Usual Pediatric Dose for Methanol Poisoning
Not approved for pediatric use, however safe and effective use in pediatrics has been reported in medical literature.
Patients not requiring hemodialysis:
Initial dose: 15 mg/kg, slow IV over 30 minutes, followed by 10 mg/kg, IV every 12 hours for 4 doses
Maintenance dose: 15 mg/kg, IV, every 12 hours, until ethylene glycol/methanol concentrations are undetectable, or below 20 mg/dL and patient is asymptomatic with normal pH
Comments:
- All doses should be administered slow IV over 30 minutes.

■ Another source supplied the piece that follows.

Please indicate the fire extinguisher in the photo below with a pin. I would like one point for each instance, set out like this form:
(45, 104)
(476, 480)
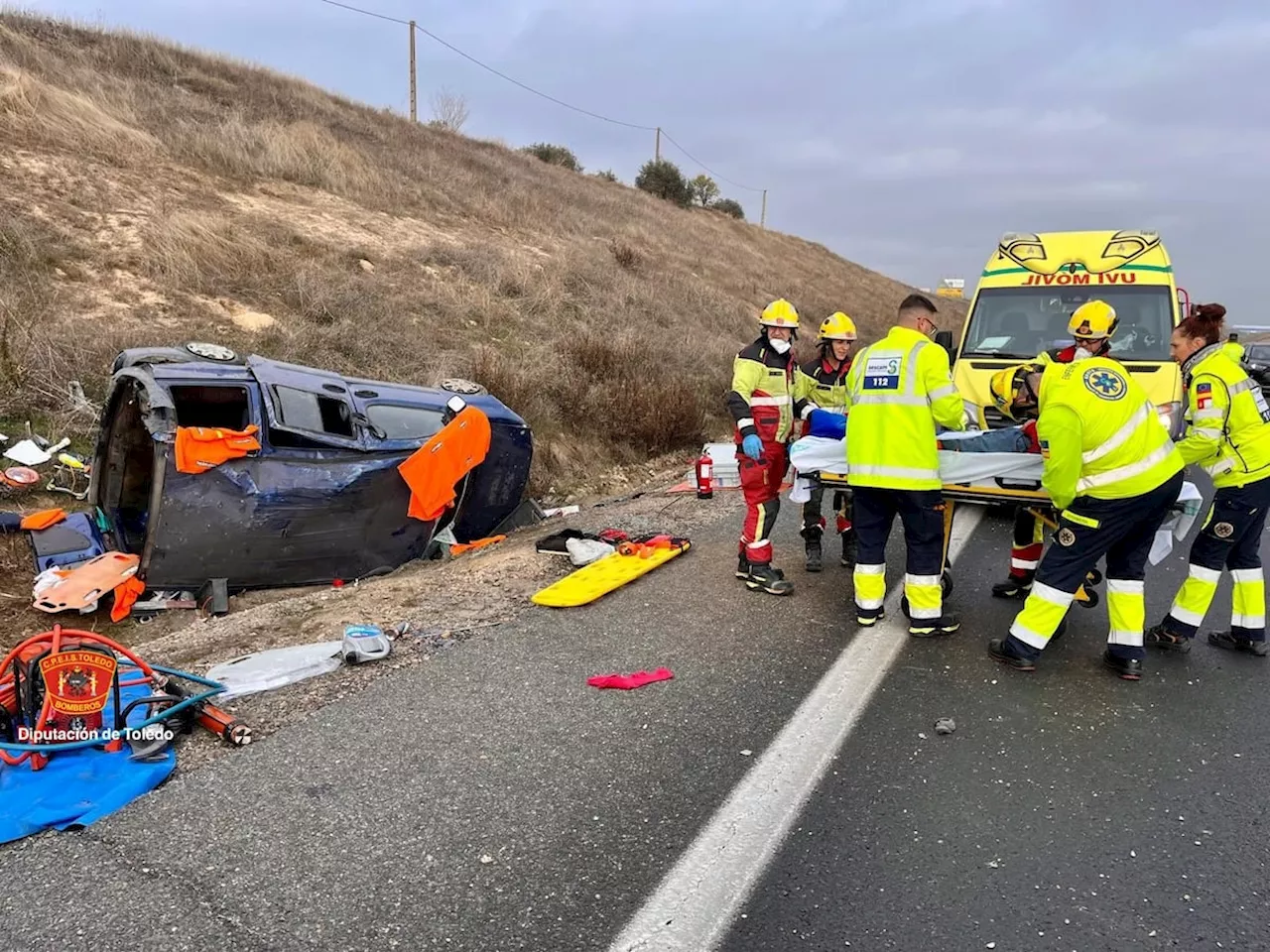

- Begin treatment immediately upon suspicion of ethylene glycol or methanol ingestion.
- Consider concomitant dialysis for renal failure, metabolic acidosis, or ethylene glycol/methanol concentrations of 50 mg/dL or higher.
- Discontinue this drug when ethylene glycol/methanol concentrations are undetectable, or below 20 mg/dL and patient is asymptomatic with normal pH.
Usual Pediatric Dose for Ethylene Glycol Poisoning
Not approved for pediatric use, however safe and effective use in pediatrics has been reported in medical literature.
Patients not requiring hemodialysis:
Initial dose: 15 mg/kg, slow IV over 30 minutes, followed by 10 mg/kg, IV every 12 hours for 4 doses
Maintenance dose: 15 mg/kg, IV, every 12 hours, until ethylene glycol/methanol concentrations are undetectable, or below 20 mg/dL and patient is asymptomatic with normal pH
Comments:
- All doses should be administered slow IV over 30 minutes.
- Begin treatment immediately upon suspicion of ethylene glycol or methanol ingestion.
- Consider concomitant dialysis for renal failure, metabolic acidosis, or ethylene glycol/methanol concentrations of 50 mg/dL or higher.
- Discontinue this drug when ethylene glycol/methanol concentrations are undetectable, or below 20 mg/dL and patient is asymptomatic with normal pH.
Renal Dose Adjustments
Data not available
Liver Dose Adjustments
Data not available
Precautions
Safety and efficacy have not been established in patients younger than 18 years.
Consult WARNINGS section for additional precautions.
Dialysis
Patients requiring hemodialysis: (see usual adult dosing)
Dose at the beginning of hemodialysis:
Less than 6 hours since last dose: Do not administer dose
6 hours or more since last dose: Administer next scheduled dose
Dose during hemodialysis: Administer every 4 hours or as a continuous infusion 1 to 1.5 mg/kg/hour.
Dose at the time hemodialysis is completed:
Less than 1 hour between last dose and the end of hemodialysis: Do not administer dose at the end of hemodialysis.
1 to 3 hours between last dose and the end of hemodialysis: Administer half of next scheduled dose.
Greater than 3 hours between last dose and end of hemodialysis: Administer next scheduled dose.
Maintenance dose off hemodialysis: Give next scheduled dose 12 hours from last dose administered.
Peritoneal dialysis: Data not available
Comments:
- All doses should be administered slow IV over 30 minutes.
- Begin treatment immediately upon suspicion of ethylene glycol or methanol ingestion.
- Consider concomitant dialysis for renal failure, metabolic acidosis, or ethylene glycol/methanol concentrations of 50 mg/dL or higher.
- Discontinue this drug when ethylene glycol/methanol concentrations are undetectable, or below 20 mg/dL and patient is asymptomatic with normal pH.
Other Comments
Administration advice:
- Infuse over 30 minutes.
Storage requirements:
- Store at controlled room temperature.
Reconstitution/preparation techniques:
- This drug solidifies at temperatures less than 25C (77F).
- If drug has solidified, liquefy by running vial under warm water or holding in the hand.
- Solidification does not affect efficacy, safety, or stability.
- Mix dose in at least 100 mL of 0.9% sodium chloride or 5% dextrose for injection; mix well.
- Diluted drug is stable for up to 24 hours.